Setup Instructions
Please make sure to follow Driver Installation to install the Gaudi driver on the system.
It is recommended to use the Optimum-Habana fp8 Benchmark Dockerfile to run the examples below.
To use the provided Dockerfile for the sample, follow the Docker Installation guide to setup the Habana runtime for Docker images.
Build and Run the Benchmark Docker instance
Get Dockerfile and Benchmark scripts
First, obtain the Dockerfile and benchmark scripts from the Gaudi-Tutorial GitHub repository using the command below.
git clone https://github.com/HabanaAI/Gaudi-tutorials.git
cd Gaudi-tutorials/PyTorch/Hugging_Face_pipelines/Benchmarking_on_Optimum-habana_with_fp8
Docker Build
To build the image from the Dockerfile, please use the command below to create the optimum-habana-text-gen image.
docker build --no-cache -t optimum-habana-text-gen:latest --build-arg https_proxy=$https_proxy --build-arg http_proxy=$http_proxy -f Dockerfile .
Docker Run
After building the Docker image, users can use the command below to run a Docker instance, which will place them in the text-generation folder within the instance.
docker run -it --runtime=habana -e HABANA_VISIBLE_DEVICES=all -e OMPI_MCA_btl_vader_single_copy_mechanism=none --cap-add=ALL --privileged=true --net=host --ipc=host optimum-habana-text-gen:latest
Note
The Huggingface model file size might be large. Using an external disk to house the Huggingface hub folder is recommended.
Please export HF_HOME environment variable pointing to the external disk housing Huggingface hub folder.
In the meantime, export the mount point of the external disk into docker instance.
ex: "-e HF_HOME=/mnt/huggingface -v /mnt:/mnt"
Run Benchmark with Benchmark.py
The benchmark script will run all the models with different input len, output len and batch size and generate a report to compare all published numbers in Gaudi Model Performance.
Gaudi3
Different json files are provided for different Intel® Gaudi Software versions like 1.19 and 1.20 on Gaudi3. To do benchmarking on a machine with 8 Gaudi3 cards, just run the below command inside the docker instance.
python3 Benchmark.py
Gaudi2
To do benchmarking on a machine with 8 Gaudi2 cards, run the same Benchmark.py command but specify the Gaudi version using the GAUDI_VER environment variable.

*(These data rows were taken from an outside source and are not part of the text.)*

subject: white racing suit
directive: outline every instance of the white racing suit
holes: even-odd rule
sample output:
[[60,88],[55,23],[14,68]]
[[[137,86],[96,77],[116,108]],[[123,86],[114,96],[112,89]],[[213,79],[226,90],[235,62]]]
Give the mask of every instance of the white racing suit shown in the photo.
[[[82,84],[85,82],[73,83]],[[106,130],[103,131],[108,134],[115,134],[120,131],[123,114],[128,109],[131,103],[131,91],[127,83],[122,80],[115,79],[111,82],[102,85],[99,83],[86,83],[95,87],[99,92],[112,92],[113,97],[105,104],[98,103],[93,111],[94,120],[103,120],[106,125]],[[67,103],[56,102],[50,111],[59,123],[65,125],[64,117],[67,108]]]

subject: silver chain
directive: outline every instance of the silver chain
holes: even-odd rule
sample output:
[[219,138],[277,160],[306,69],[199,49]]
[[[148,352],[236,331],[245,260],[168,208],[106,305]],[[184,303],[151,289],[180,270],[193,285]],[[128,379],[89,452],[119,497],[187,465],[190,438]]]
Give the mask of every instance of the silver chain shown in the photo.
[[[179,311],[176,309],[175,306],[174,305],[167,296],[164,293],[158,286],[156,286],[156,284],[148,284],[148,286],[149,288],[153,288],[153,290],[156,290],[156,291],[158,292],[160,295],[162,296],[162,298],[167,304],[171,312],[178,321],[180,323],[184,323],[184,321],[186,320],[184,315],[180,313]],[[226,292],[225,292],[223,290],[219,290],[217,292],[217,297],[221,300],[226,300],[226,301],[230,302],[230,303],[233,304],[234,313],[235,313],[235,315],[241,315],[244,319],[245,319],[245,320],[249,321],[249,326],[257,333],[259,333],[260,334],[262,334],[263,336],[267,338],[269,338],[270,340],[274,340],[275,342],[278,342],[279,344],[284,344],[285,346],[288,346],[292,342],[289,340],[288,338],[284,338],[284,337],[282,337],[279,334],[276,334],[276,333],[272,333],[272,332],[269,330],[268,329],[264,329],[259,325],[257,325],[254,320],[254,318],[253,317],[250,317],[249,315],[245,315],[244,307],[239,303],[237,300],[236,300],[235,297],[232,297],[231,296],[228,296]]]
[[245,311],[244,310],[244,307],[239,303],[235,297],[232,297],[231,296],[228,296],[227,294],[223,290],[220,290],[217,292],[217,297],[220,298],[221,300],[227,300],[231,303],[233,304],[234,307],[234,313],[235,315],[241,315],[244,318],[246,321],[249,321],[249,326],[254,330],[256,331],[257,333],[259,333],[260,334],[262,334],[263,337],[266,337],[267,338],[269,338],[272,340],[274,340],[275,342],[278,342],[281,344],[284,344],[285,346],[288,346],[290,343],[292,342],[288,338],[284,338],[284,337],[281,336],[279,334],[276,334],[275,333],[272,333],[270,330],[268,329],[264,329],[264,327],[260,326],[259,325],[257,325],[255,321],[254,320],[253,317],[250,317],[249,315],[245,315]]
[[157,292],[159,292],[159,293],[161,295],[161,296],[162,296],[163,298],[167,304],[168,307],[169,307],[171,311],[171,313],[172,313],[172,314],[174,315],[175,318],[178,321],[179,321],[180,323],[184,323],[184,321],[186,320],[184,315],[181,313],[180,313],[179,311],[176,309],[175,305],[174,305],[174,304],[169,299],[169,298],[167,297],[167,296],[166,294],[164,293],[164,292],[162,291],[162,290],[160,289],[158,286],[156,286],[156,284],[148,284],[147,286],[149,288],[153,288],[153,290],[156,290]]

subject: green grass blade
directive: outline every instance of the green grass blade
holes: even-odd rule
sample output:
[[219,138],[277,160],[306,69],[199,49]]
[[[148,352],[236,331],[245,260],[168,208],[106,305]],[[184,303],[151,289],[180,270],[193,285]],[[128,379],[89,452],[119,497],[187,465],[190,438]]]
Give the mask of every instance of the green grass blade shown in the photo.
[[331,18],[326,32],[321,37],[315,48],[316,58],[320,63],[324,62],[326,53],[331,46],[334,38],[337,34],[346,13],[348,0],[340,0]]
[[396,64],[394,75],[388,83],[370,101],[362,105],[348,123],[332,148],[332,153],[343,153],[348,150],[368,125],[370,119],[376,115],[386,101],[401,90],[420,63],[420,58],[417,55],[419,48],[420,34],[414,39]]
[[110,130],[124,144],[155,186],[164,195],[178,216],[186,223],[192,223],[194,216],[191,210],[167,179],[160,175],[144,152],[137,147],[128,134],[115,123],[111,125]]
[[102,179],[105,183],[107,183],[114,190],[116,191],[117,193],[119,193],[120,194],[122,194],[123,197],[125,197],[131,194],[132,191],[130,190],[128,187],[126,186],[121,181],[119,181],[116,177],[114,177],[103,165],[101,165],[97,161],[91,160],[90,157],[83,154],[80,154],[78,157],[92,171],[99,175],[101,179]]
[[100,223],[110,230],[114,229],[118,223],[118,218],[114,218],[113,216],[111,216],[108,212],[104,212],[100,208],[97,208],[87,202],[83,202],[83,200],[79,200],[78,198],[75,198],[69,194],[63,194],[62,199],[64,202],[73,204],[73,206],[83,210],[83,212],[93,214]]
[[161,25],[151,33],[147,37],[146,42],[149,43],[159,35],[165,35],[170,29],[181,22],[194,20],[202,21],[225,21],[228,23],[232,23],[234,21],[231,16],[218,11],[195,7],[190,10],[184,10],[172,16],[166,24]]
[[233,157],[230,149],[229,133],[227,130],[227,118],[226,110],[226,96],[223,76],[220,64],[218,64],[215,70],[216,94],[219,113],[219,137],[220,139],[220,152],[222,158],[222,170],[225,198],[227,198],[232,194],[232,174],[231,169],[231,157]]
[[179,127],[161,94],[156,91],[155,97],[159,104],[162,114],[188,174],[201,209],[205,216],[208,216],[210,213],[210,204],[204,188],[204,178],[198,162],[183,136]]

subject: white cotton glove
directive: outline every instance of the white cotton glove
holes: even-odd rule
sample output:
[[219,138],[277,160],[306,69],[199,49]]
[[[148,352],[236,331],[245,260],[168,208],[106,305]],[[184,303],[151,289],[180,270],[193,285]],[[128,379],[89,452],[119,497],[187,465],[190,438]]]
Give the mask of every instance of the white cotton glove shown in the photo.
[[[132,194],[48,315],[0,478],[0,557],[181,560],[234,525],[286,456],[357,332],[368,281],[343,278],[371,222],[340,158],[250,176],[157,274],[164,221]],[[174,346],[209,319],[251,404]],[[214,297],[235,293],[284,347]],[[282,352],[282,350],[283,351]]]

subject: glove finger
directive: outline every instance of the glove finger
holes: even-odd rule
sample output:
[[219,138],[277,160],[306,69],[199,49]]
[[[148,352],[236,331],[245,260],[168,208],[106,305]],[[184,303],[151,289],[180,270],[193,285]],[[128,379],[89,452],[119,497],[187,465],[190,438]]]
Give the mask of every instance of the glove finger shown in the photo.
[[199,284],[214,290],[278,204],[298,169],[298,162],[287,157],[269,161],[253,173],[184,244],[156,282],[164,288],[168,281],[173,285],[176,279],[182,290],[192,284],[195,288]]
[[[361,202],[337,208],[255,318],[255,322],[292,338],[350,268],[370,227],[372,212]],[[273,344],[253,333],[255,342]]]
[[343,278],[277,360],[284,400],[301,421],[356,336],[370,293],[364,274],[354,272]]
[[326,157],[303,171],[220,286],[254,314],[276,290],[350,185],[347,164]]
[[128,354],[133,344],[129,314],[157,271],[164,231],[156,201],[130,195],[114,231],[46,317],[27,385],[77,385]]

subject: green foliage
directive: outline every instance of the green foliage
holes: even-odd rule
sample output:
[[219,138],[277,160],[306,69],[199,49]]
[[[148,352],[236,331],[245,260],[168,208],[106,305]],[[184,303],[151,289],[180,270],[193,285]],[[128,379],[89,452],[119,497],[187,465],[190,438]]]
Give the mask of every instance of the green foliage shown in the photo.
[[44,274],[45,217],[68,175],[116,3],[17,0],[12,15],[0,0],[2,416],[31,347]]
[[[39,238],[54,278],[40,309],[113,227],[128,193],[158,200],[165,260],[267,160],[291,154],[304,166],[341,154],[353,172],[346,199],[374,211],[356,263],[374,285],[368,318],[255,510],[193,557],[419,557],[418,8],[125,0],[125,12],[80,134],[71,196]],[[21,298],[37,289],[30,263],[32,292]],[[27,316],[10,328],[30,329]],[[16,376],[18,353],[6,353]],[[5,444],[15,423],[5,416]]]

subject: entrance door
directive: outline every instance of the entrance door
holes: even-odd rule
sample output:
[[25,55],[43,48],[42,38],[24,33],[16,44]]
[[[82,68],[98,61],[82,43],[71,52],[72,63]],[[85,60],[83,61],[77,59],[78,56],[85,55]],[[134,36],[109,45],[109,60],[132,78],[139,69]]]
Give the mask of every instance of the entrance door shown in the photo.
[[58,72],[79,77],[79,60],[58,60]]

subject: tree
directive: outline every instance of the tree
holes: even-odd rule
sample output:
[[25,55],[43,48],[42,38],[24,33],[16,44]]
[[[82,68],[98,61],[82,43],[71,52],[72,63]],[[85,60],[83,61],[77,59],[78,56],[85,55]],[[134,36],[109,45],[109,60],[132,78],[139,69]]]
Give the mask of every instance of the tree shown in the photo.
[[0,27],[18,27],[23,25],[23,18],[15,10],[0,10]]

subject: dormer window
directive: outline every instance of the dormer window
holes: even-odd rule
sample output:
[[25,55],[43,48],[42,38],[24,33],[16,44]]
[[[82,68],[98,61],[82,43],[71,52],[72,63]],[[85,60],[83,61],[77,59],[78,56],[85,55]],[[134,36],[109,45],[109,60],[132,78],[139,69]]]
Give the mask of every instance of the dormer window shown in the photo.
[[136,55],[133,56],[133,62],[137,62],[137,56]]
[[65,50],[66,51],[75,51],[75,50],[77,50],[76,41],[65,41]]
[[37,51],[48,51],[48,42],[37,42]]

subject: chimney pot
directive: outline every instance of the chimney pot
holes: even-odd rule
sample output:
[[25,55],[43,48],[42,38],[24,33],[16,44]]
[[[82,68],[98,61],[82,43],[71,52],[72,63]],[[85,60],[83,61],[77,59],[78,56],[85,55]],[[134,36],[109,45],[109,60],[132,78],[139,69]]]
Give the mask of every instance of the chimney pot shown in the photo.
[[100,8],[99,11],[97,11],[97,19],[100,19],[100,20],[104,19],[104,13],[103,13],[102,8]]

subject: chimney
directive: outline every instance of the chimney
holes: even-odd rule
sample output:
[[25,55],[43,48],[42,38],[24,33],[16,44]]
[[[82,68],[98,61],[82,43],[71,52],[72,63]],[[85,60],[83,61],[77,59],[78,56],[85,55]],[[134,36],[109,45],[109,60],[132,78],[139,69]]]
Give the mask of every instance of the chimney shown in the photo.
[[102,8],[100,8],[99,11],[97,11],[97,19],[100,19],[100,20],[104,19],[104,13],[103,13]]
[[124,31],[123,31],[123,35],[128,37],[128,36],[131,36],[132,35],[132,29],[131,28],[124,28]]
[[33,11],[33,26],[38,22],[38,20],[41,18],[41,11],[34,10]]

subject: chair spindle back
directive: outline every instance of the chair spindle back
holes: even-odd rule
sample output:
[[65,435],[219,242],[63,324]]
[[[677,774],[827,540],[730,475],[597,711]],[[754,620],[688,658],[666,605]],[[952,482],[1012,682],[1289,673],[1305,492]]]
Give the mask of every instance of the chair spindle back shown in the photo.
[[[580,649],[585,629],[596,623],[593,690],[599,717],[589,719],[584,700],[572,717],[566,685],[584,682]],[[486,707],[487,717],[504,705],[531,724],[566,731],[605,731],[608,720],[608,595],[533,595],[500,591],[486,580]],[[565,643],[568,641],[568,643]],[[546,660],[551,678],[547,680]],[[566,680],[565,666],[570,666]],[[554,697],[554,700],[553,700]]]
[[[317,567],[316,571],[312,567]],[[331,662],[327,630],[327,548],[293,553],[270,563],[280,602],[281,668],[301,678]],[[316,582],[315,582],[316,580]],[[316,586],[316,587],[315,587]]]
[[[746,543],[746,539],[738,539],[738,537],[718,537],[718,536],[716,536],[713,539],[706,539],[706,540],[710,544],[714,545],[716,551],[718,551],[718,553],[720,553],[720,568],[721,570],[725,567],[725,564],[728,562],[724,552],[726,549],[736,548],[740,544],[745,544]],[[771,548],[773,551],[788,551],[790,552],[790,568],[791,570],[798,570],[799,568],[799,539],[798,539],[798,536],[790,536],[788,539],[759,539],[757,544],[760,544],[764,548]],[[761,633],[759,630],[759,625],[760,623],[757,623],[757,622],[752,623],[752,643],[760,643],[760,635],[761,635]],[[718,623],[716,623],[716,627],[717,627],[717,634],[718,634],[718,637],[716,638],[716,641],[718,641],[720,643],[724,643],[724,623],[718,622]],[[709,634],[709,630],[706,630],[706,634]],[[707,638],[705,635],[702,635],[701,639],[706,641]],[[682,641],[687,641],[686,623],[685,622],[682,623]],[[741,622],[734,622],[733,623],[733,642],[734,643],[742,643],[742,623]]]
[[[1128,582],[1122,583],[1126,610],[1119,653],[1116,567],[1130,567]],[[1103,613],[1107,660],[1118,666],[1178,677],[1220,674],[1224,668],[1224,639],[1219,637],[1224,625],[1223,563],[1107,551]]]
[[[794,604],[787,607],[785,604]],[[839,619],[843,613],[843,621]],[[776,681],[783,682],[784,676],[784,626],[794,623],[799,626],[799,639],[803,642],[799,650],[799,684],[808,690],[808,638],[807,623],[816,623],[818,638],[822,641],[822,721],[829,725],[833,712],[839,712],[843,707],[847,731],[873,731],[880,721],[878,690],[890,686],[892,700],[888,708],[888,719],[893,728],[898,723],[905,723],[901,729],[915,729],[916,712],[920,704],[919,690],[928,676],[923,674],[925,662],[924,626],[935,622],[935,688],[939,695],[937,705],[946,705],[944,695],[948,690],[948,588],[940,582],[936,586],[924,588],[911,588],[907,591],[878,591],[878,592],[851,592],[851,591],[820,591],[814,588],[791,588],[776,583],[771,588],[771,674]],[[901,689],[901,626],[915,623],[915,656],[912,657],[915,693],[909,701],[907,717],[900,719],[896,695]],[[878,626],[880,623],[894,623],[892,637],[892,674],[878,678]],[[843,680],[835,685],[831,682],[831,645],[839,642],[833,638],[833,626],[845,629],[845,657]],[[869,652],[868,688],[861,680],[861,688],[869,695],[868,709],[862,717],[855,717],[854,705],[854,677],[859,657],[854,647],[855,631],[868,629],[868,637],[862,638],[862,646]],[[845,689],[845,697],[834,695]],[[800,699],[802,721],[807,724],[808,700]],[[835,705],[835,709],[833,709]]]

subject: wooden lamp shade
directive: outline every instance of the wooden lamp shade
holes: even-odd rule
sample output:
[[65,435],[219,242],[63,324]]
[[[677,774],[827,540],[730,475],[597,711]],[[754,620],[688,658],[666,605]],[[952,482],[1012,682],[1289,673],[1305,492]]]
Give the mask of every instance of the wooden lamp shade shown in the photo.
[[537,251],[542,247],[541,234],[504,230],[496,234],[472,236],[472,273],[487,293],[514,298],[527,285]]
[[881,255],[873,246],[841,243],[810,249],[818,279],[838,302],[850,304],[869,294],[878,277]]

GAUDI_VER=2 python3 Benchmark.py
HTML Report
An HTML report will be generated in a timestamped folder created at the time of execution.
The html report also has a perf_ratio column to compare the measured numbers with previous benchmark results.
Run Benchmark without Benchmark.py
Tensor quantization statisics measurement
This step needs to be completed only once for each model with the corresponding world size values.
The hqtoutput generated after this step will be used for the FP8 run. If changing models for the FP8 run, repeat this step to obtain the relevant hqtoutput.
Here is an example to measure the tensor quantization statistics for LLama2 or 3 models:
{:.note}Please note that Llama3-405B requires a minimum of 8 Gaudi3 cards.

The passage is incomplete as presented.